Following the relegation at the end of 2005–06 Serie A season, Reginaldo moved to Serie A club ACF Fiorentina from Udinese for €1 million. He played 27 games and scored six goals for Fiorentina during the 2006–07 Serie A season, after which he moved to league rivals Parma F.C., signing a 5-year contract.

===Parma===
Parma succeeded in signing Reginaldo for a €4.5 million fee. He was one of the forwards of the team along with Igor Budan, Cristiano Lucarelli and Bernardo Corradi. Reginaldo started most of the game, and Corradi was the second. That season Parma used a 4–3–3 or 4–5–1 formation, and Budan was the top scorer of 7 goals. Among the four goals were played along with Reginaldo.
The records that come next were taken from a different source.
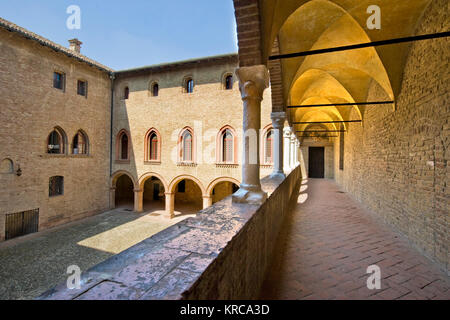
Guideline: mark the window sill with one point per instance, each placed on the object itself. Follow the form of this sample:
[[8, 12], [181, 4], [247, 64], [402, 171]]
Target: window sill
[[186, 164], [226, 165], [152, 162], [54, 155], [56, 196], [79, 156], [58, 155]]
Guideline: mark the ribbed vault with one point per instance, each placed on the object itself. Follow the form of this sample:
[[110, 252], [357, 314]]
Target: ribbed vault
[[339, 77]]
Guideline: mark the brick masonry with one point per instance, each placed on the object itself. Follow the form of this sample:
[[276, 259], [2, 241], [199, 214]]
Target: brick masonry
[[397, 162], [30, 109], [208, 109]]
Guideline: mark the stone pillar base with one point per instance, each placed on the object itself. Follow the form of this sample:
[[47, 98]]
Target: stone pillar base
[[280, 175]]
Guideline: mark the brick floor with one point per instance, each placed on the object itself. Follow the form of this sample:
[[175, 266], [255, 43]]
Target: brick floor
[[329, 241]]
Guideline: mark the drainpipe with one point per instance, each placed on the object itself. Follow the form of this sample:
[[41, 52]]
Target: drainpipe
[[112, 77]]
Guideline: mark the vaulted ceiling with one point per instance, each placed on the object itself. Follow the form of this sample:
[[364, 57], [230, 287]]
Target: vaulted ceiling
[[338, 77]]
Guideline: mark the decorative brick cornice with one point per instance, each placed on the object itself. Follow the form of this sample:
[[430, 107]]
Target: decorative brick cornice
[[248, 32]]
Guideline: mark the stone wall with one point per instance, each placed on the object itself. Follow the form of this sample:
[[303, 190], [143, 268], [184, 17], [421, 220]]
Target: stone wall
[[222, 253], [29, 110], [328, 156], [397, 162]]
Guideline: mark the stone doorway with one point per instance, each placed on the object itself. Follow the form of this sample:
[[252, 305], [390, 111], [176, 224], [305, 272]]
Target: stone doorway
[[316, 167]]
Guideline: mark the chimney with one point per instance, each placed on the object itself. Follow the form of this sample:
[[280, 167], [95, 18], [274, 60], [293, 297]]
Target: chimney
[[75, 45]]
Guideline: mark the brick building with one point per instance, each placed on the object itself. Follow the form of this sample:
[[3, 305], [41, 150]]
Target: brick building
[[64, 100]]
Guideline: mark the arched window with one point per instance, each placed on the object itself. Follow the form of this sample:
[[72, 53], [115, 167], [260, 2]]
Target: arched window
[[123, 146], [189, 85], [80, 143], [152, 147], [155, 89], [229, 82], [186, 152], [56, 186], [55, 142], [227, 140], [268, 150]]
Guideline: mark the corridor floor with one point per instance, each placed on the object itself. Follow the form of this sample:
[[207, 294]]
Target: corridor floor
[[329, 241]]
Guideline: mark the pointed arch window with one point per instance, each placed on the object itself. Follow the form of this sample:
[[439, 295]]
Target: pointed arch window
[[189, 86], [80, 143], [268, 147], [123, 146], [227, 146], [152, 145], [155, 89], [56, 142], [229, 82], [187, 146]]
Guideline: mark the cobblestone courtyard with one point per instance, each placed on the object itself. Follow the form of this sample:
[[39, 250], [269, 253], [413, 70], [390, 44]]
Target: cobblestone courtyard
[[33, 264]]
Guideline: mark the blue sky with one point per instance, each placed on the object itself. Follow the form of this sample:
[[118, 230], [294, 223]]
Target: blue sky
[[126, 34]]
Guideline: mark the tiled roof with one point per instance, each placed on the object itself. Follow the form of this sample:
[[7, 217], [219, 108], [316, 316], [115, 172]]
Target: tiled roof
[[45, 42], [177, 64]]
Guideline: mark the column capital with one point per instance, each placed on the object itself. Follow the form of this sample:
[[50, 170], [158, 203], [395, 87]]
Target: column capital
[[253, 81], [278, 119]]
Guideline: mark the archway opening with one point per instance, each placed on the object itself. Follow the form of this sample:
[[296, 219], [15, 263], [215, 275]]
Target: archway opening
[[188, 197], [153, 195], [124, 195], [222, 190]]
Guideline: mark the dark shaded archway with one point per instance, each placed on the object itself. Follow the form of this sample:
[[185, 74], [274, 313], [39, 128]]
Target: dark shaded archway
[[124, 194], [153, 195], [188, 197], [222, 190]]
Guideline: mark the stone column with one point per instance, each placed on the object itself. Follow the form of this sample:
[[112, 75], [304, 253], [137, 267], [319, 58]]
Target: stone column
[[278, 119], [138, 200], [170, 205], [252, 83], [292, 158], [207, 201], [287, 147], [112, 197]]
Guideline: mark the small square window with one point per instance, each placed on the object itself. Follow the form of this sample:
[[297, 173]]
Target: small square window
[[56, 186], [82, 88], [58, 80]]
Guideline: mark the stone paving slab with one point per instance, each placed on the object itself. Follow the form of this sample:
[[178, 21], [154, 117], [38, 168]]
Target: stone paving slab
[[33, 264], [329, 241]]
Parma were relegated at the end of the 2007–08 Serie A season, but Reginaldo stayed with the club for the 2008–09 Serie B season. Having helped Parma win promotion for the 2009–10 Serie A, he moved to Serie A rivals A.C. Siena, signing a contract on 27 June 2009 in a co-ownership deal.

===Siena===
In June 2009 Siena signed Reginaldo from Parma in a co-ownership deal for a €2.5 million fee as well as Francesco Parravicini in a definitive deal for €2.5 million fee, as part of a cashless swap that Daniele Galloppa moved to Parma also in a co-ownership deal for €5 million fee. Reginaldo followed the team relegated to 2010–11 Serie B.

Under Antonio Conte, Reginaldo scored seven goals and won promotion back to Serie A. The co-ownership was also terminated in June 2011 as part of Galloppa and Gonçalo Brandão's deal. Parma got the full card of Galloppa for pre-agreed €5 million fee, while Siena got Reginaldo for pre-agreed €2.5M fee as well as Ângelo for €2.5 million fee.

===JEF United Chiba===
In March 2012, Siena announced that Reginaldo would go out on loan to Japanese club JEF United Chiba. The loan agreement was supposed to run until December 2012, but after ten games and no goals, he returned in June to Siena.

===Vasco da Gama===
Reginaldo returned to Brazil in June 2013 on a free transfer. After a series of disappointing performances, he was released.

===Return to Italy===
Circa mid-2016 Reginaldo returned to Italy for Serie C club Paganese. He was about to join Serie D club Sambenedettese in January 2016. However, the move was blocked by a non-EU players rule of Italian Football Federation, that amateur club can only sign two non-EU players, given an application was submitted on 31 December 2015. He obtained a resident status in Italy in February 2016, making him eligible for a European Union passport.

On 31 July 2017, Reginaldo was signed by another Serie C club Trapani on a one-year contract. In January 2018 he joined Serie B club Pro Vercelli.

In July 2018, Reginaldo joined Serie C club Monza.

On 17 July 2019, he joined Reggina.

On 17 September 2020 he signed a 2-year contract with Catania.

In September 2021, Reginaldo signed with Picerno.

After two Serie C seasons with Picerno, on 7 August 2023, Reginaldo moved down to Serie D to join newly promoted club Real Casalnuovo. After leaving Real Casalnuovo by the end of the season, he moved further down the leagues by joining Catona, a small Calabrian Prima Categoria amateur club, in January 2025.